OpenAI’s recent GPT-5 release has sparked fervent debate within the AI community, with initial expert assessments suggesting a powerful leap in utility and accessibility, rather than an immediate arrival of Artificial General Intelligence. On a recent bonus episode of the Mixture of Experts podcast, host Bryan Casey convened with Distinguished Engineers Mihai Criveti of Agentic AI and Chris Hay, CTO of Customer Transformation, to dissect the implications of OpenAI’s latest models.
Despite considerable anticipation, GPT-5 has not universally dethroned existing models for specialized tasks like coding. Chris Hay candidly stated, "Sadly, I had high hopes, but no," when asked if GPT-5 would replace Claude as his primary coding tool. Mihai Criveti echoed this sentiment, revealing, "I found myself using Claude code and Opus 4.1 again. I think it's an amazing model, but right now it's not replacing it yet for me."

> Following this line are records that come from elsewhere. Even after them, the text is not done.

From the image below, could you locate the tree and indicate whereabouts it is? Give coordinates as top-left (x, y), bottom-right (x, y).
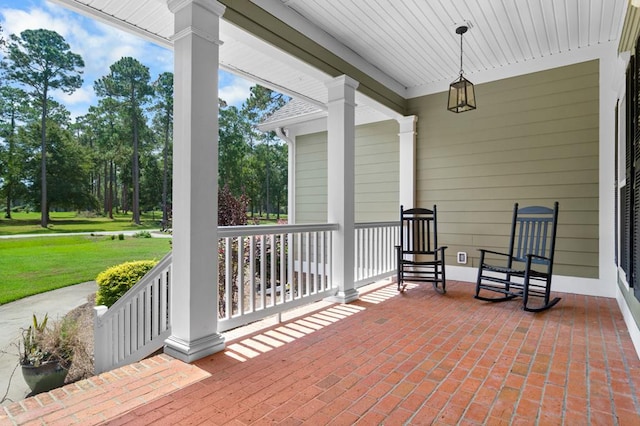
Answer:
top-left (218, 104), bottom-right (250, 196)
top-left (151, 72), bottom-right (173, 230)
top-left (1, 29), bottom-right (84, 227)
top-left (243, 86), bottom-right (287, 124)
top-left (0, 85), bottom-right (29, 218)
top-left (89, 97), bottom-right (129, 218)
top-left (21, 121), bottom-right (95, 212)
top-left (269, 142), bottom-right (288, 219)
top-left (241, 86), bottom-right (288, 218)
top-left (94, 57), bottom-right (152, 225)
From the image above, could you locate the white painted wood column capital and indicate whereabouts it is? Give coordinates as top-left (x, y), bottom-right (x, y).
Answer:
top-left (398, 115), bottom-right (417, 209)
top-left (324, 75), bottom-right (359, 304)
top-left (165, 0), bottom-right (225, 363)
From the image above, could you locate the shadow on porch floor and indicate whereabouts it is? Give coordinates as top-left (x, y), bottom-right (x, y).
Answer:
top-left (2, 280), bottom-right (639, 425)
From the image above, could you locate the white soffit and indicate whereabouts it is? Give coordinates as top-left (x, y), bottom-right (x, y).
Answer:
top-left (50, 0), bottom-right (629, 104)
top-left (270, 0), bottom-right (629, 97)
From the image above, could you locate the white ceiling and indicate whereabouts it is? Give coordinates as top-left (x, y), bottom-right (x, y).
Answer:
top-left (51, 0), bottom-right (629, 119)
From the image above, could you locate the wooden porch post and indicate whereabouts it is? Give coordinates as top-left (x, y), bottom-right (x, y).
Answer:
top-left (164, 0), bottom-right (225, 362)
top-left (398, 115), bottom-right (417, 209)
top-left (325, 75), bottom-right (359, 303)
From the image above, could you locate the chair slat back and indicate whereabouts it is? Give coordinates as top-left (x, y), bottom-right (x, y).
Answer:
top-left (399, 206), bottom-right (438, 254)
top-left (511, 203), bottom-right (559, 265)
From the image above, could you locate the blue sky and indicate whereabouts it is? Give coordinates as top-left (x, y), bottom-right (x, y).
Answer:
top-left (0, 0), bottom-right (253, 118)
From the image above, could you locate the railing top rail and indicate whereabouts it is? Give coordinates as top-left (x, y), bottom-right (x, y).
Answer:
top-left (355, 221), bottom-right (399, 229)
top-left (218, 223), bottom-right (339, 237)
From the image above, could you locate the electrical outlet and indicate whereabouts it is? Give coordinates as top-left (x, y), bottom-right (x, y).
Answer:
top-left (457, 252), bottom-right (467, 264)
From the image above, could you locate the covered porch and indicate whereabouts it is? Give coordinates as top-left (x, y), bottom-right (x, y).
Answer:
top-left (26, 0), bottom-right (640, 422)
top-left (3, 280), bottom-right (639, 424)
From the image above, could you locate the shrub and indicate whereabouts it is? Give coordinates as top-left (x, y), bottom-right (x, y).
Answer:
top-left (217, 185), bottom-right (250, 317)
top-left (95, 260), bottom-right (158, 307)
top-left (118, 233), bottom-right (125, 240)
top-left (133, 231), bottom-right (152, 238)
top-left (218, 184), bottom-right (249, 226)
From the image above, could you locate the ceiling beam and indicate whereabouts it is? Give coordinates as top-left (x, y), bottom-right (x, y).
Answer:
top-left (219, 0), bottom-right (407, 115)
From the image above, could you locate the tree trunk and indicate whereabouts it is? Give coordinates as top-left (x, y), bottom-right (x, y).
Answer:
top-left (265, 161), bottom-right (270, 220)
top-left (114, 165), bottom-right (119, 214)
top-left (102, 161), bottom-right (108, 214)
top-left (5, 112), bottom-right (16, 219)
top-left (108, 160), bottom-right (114, 219)
top-left (162, 118), bottom-right (169, 230)
top-left (132, 105), bottom-right (140, 225)
top-left (122, 183), bottom-right (128, 215)
top-left (40, 89), bottom-right (48, 228)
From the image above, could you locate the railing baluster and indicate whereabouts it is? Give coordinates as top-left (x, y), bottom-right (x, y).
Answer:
top-left (260, 234), bottom-right (267, 309)
top-left (249, 236), bottom-right (255, 312)
top-left (160, 270), bottom-right (168, 333)
top-left (238, 236), bottom-right (245, 315)
top-left (124, 302), bottom-right (131, 356)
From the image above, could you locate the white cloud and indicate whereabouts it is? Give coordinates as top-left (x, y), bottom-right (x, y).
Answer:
top-left (219, 75), bottom-right (253, 107)
top-left (0, 1), bottom-right (173, 118)
top-left (54, 86), bottom-right (94, 106)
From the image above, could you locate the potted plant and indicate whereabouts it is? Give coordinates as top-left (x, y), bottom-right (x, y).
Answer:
top-left (20, 314), bottom-right (79, 394)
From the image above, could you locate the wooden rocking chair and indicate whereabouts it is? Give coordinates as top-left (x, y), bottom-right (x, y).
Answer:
top-left (475, 202), bottom-right (560, 312)
top-left (396, 205), bottom-right (447, 293)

However, GPT-5 brings significant improvements in reliability, particularly "reductions in hallucinations," making the models more trustworthy for diverse applications. Beyond raw intelligence benchmarks, Bryan Casey underscored the strategic introduction of a model router and highly competitive pricing across the GPT-5 series. The pricing strategy, which he described as approaching a "too cheap to meter" reality, marks a pivotal shift towards democratizing advanced AI.

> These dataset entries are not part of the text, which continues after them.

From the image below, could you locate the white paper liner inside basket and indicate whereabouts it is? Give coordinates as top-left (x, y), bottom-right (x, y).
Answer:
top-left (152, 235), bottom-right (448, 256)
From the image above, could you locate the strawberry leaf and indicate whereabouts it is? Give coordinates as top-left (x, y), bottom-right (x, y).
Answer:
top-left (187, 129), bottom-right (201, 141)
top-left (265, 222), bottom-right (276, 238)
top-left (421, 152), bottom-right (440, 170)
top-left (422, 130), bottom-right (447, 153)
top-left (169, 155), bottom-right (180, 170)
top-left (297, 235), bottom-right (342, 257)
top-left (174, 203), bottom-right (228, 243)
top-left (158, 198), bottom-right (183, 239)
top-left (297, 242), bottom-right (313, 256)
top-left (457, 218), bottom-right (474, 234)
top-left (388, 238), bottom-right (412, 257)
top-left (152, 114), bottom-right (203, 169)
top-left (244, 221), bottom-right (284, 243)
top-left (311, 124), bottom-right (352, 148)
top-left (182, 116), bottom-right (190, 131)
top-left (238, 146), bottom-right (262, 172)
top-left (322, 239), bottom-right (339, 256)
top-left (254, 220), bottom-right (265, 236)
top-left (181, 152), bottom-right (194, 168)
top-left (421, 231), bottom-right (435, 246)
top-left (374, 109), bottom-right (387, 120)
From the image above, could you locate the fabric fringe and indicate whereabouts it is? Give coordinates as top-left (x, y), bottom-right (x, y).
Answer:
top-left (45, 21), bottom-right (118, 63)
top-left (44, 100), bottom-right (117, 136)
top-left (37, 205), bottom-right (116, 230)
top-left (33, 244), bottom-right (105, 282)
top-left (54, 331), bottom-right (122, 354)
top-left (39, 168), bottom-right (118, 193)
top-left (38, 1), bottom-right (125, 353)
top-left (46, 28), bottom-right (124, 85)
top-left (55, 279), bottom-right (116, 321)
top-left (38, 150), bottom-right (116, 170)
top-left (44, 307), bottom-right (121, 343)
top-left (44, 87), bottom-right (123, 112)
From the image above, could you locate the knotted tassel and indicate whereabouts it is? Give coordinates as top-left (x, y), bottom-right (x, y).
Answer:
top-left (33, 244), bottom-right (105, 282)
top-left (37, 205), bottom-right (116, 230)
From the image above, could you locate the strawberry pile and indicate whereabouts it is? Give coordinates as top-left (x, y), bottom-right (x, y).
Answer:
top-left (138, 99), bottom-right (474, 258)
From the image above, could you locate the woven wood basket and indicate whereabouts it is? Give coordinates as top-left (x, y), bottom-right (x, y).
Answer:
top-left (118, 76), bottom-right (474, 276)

A key differentiator for GPT-5 lies in its enhanced agentic capabilities. Mihai Criveti emphasized, "I think what stuck with me this release is how good this model seems to be at tool invocation and calling for AI agents," attributing this to precise fine-tuning for structured outputs and function calling. Chris Hay highlighted the "Nano model" on the API, which "outperforms most of the large models in the market" for agentic tasks, suggesting a future where smaller, highly specialized models become increasingly powerful and efficient. This accessibility and specialized performance of smaller models could accelerate AI experimentation and integration across various industries. The overall landscape suggests a future of diverse, highly capable models, each excelling in distinct domains, rather than a single, all-encompassing AGI.